In our experiments, we select camel, jedit, and lucene for parameter tuning. Figure 8 illustrates the F1-measure of DP-ARNN under different numbers of LSTM units, different numbers of 1st hidden layer nodes and different numbers of 2nd hidden layer nodes. The peak points of F1-measure in average under these three parameters are 40, 16, and 24, respectively. Hence, we use them as the values of the three parameters. Other parameters can also be gained via parameter adjustment, and Table 7 shows all the parameters we have tuned for DP-ARNN with training datasets.

5. Conclusion

As the scale and complexity of modern software continue to increase, software reliability has become an important indicator of software quality. To enhance software reliability, in this paper, we propose a deep learning-based method called DP-ARNN (defect prediction via attention-based recurrent neural network), as an aid to software testing and code review, to predict potential code defects in software. Specifically, DP-ARNN leverages RNN to automatically generate syntactic and semantic features from source code. Furthermore, we employ the attention mechanism to capture crucial features, which can further improve our defect prediction performance. Our experiments on seven open-source projects indicate that, in average, DP-ARNN improves the state-of-the-art baseline methods by 14% on F1-measure and 7% on AUC in software defect prediction.

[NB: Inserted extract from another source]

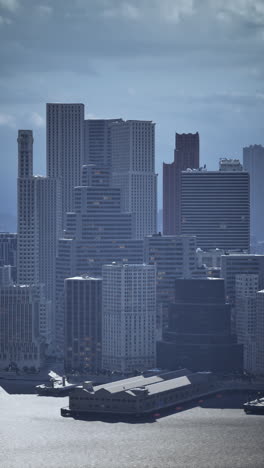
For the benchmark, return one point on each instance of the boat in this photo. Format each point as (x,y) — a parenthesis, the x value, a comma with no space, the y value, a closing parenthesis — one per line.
(254,406)
(58,386)
(139,395)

To further evaluate the generality of DP-ARNN in the fields of defect prediction, in the future, we will conduct experiments on more projects, including personal projects and company projects. Meanwhile, we will implement our method to other programming languages such as Python, Javascript, and C++ to verify the effectiveness of it. Moreover, we will try to embed static code attributes into DP-ARNN, and then test whether the performance of defect prediction can be improved.

Data Availability

There are two different datasets including source code and static code metrics of the seven open-sourced Java projects. The source code of these projects from Apache is available at https://github.com/apache. Datasets which contain static code metrics of theses projects are derived from http://snow.iiar.pwr.wroc.pl:8080/MetricsRepo/.

Conflicts of Interest

There are no conflicts of interest regarding the publication of this paper.


This work was partially supported by the NSF of China under Grant nos. 61772200 and 61702334, Shanghai Pujiang Talent Program under grants no. 17PJ1401900, Shanghai Municipal Natural Science Foundation under Grant nos. 17ZR1406900 and 17ZR1429700, Educational Research Fund of ECUST under Grant no. ZH1726108, and the Collaborative Innovation Foundation of Shanghai Institute of Technology under Grant no. XTCX2016-20.